The hospitality sector is going from strength to strength. Marriott’s recently announced record occupancy rates and its merger with Starwood Hotels & Resorts show how customer experience and service are integral to success.

Steve Jude

There are clear parallels between the hotel industry and offices - after all, guests and office tenants both rent space - so what lessons can office landlords take from hotels’ customer-centric approach to reinvigorate their proposition and adapt to the changing market?

A while ago, you would have said not many. Most of us have been on the receiving end of Basil Fawlty-style customer ‘service’. It will come as no surprise that actor John Cleese based the fictional character on a real-life experience of a hotel manager during his stay at Torquay’s Gleneagles Hotel in 1970.

But the hospitality sector has come a long way since then. Companies such as Intercontinental have taken the lead and are renowned for the way in which they treat their customers. ‘Customer’ and ‘guest’ are synonymous with special treatment and good service. This guest-centric approach ensures these companies are putting customers and their needs at the very core of their business.

So why isn’t this model being applied across the office sector? Like hotels, offices need to have high occupancy and be efficiently run to be profitable. Now more than ever, customers are demanding a positive ‘guest’ experience and an approach that is tailored to their needs, rather than a one-size-fits-all outlook. In the hotel sector, management companies or opcos come with the huge depth of skills and expertise to run the business, fill the hotel and keep customers happy. Frontline knowledge and insight is fed into an agile business strategy, enabling it to adapt and use customer trends to future-proof.

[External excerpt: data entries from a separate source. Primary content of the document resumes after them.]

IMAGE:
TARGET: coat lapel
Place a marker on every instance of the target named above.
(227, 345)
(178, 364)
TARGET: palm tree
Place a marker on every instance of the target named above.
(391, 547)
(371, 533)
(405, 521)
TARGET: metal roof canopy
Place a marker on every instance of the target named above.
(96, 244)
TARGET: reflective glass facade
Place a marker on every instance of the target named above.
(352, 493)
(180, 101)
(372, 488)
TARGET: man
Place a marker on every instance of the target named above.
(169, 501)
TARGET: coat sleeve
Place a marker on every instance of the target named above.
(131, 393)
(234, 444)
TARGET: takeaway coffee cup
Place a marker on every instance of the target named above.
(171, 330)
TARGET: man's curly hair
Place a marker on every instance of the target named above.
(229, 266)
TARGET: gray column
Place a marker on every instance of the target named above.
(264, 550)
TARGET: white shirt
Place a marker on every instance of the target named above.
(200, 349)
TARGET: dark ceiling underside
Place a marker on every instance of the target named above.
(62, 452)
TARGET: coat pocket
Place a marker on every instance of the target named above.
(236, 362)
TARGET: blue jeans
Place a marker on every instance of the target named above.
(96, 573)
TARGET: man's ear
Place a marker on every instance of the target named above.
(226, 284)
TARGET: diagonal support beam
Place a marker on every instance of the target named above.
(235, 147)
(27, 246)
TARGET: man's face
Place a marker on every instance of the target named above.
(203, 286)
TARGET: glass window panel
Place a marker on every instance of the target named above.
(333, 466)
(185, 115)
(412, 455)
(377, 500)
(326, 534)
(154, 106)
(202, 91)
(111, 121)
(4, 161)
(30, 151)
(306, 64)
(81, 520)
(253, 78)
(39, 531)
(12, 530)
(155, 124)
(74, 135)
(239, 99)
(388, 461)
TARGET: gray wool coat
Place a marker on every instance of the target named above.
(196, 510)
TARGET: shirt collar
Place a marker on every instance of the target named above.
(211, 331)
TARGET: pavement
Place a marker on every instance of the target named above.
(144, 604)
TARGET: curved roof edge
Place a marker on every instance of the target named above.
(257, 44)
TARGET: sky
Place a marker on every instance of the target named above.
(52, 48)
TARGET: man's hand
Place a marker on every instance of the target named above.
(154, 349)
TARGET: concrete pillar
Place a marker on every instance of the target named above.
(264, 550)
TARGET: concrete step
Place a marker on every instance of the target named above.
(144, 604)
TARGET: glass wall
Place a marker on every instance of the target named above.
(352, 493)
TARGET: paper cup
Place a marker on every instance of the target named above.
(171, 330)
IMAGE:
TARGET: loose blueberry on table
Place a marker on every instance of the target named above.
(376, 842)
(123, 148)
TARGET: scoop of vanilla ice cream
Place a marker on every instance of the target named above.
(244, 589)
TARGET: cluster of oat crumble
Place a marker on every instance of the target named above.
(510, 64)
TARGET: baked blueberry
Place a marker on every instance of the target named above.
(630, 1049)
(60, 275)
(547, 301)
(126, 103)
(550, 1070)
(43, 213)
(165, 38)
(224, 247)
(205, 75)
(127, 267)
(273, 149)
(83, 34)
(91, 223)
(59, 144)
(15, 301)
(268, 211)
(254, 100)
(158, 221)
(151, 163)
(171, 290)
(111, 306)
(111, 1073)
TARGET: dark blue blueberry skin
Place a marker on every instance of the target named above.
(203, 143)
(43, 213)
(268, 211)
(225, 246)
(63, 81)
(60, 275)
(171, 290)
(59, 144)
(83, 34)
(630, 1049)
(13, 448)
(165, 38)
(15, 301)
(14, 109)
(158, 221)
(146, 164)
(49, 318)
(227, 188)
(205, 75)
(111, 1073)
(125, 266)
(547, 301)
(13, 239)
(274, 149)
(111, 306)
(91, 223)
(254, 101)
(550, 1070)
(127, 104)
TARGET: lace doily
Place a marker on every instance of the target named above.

Many building owners do not have the inclination, time or knowledge to invest in managing numerous customer relationships. As a result, landlords often prefer large corporates, which require less flexibility and are easier to manage. Long leases have not been conducive to the sector needing to adapt to a more customer-friendly approach.

But in a survey we conducted among small businesses, over half wouldn’t sign a contract of more than three years. Even more tellingly, not one respondent would sign a contract of more than five years. Enterprise in the new economy has evolved from large corporates towards a greater number of start-ups, SMEs and entrepreneurs, and the world of work has changed. Many landlords need to manage an increasing number of smaller tenants demanding flexible terms. Here, customer service and retention will be pivotal and landlords will need to invest in relationships if they are to be successful.

An office opco model offered by Citibase is replicating this hotel management model in the office sector, enabling landlords to benefit from more revenue and less fuss. SMEs also benefit from more flexibility, affordability and a customer-focused experience. In a similar vein to hospitality, it is the opcos that attract and manage customers and oversee staffing, processes, sales and financials, while the propco simply owns the bricks and mortar.

We recently undertook research with Northumbria University, revealing that 90% of the UK’s vacant office space is in the secondary office sector. This hotel-style opco approach could help these propco landlords to fill their under-utilised secondary space. There are clear lessons we can take from hospitality and parts of the office sector are already taking heed. In an ever-changing market, being able to adapt to the customers of the new economy is fundamental to a successful business.